Sims EK et al, 2021. Science Translational Medicine.
“Teplizumab improves and stabilizes beta cell function in antibody-positive high-risk individuals.” Extended follow-up plus mechanistic immune-cell phenotyping on the TN-10 cohort (median 923 days). Median time to T1D 59.6 vs 27.1 months; 50% vs 22% diabetes-free at extended follow-up. Increased KLRG1+TIGIT+ CD8 T cells correlated with C-peptide preservation, the first mechanistic correlate of clinical response.
Ramos EL et al, 2023. NEJM (PROTECT).
“Teplizumab and beta-cell function in newly diagnosed type 1 diabetes.” Phase 3 multinational RCT, 328 children and adolescents (8 to 17) within 6 weeks of Stage 3 diagnosis. Two 12-day IV courses of teplizumab vs placebo, six months apart. Stimulated C-peptide at week 78 was significantly higher with teplizumab (least-squares mean log difference 0.13 log nmol/L, p<0.001); 94.9% of teplizumab vs 79.2% of placebo maintained clinically meaningful peak C-peptide. HbA1c, insulin doses, and time in range did not differ significantly between groups in the trial follow-up window.
Quattrin T et al, 2020. NEJM (T1GER).
“Golimumab and beta-cell function in youth with new-onset type 1 diabetes.” Phase 2 randomised, double-blind, placebo-controlled trial. 84 participants aged 6 to 21 with newly diagnosed Stage 3 T1D. Subcutaneous golimumab for 52 weeks vs placebo. Mean 4-hour C-peptide AUC at week 52 was 0.64 vs 0.43 pmol/mL (p<0.001); partial-remission response (insulin dose-adjusted A1c ≤9) 43% vs 7%. The first major TNF-alpha blockade signal in newly diagnosed paediatric T1D.

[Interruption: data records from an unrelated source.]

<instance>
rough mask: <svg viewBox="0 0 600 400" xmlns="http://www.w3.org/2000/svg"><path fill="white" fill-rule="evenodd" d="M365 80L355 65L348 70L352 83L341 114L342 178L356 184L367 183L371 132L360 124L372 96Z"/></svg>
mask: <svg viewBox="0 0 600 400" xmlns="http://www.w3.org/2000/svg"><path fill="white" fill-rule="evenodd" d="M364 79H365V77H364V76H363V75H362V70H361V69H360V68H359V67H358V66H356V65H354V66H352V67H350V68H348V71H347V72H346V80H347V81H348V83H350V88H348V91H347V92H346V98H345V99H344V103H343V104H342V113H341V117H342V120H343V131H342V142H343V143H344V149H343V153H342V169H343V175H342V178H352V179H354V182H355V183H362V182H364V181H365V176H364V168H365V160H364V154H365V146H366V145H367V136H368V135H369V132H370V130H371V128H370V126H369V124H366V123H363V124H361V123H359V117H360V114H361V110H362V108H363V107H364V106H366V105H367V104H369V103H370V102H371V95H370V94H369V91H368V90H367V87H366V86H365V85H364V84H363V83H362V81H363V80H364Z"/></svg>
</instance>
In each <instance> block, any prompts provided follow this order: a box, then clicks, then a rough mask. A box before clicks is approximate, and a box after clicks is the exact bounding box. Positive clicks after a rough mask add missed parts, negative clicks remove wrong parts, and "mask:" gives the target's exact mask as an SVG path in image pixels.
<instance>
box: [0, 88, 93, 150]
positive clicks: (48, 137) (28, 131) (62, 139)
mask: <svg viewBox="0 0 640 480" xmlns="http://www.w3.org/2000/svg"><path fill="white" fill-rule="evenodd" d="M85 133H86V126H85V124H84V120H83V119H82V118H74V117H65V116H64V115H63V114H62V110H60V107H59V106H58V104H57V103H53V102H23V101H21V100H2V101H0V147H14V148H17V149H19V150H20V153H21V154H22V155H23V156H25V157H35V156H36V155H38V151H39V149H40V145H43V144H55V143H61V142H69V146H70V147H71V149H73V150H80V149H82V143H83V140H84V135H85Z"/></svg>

Forlenza GP et al, 2023. JAMA (CLVer).
“Effect of verapamil on pancreatic beta-cell function in newly diagnosed pediatric type 1 diabetes.” 2×2 factorial RCT in 88 children and adolescents 8.5 to 17.9 years old. Oral verapamil titrated by weight up to 360 mg/day for 52 weeks vs placebo. MMTT-stimulated C-peptide AUC at 52 weeks 30% higher in the verapamil group (between-group difference 0.14 pmol/mL, 95% CI 0.01 to 0.27, p=0.04). The cheapest disease-modifying option in the field; an off-patent oral medicine on the WHO essential medicines list.
Insel RA et al, 2015. Diabetes Care.
“Staging presymptomatic type 1 diabetes: a scientific statement of JDRF, the Endocrine Society, and the American Diabetes Association.” The foundational consensus statement that gave the field its shared language for Stages 1, 2, and 3. Every disease-modifying trial on this page is staged against this framework.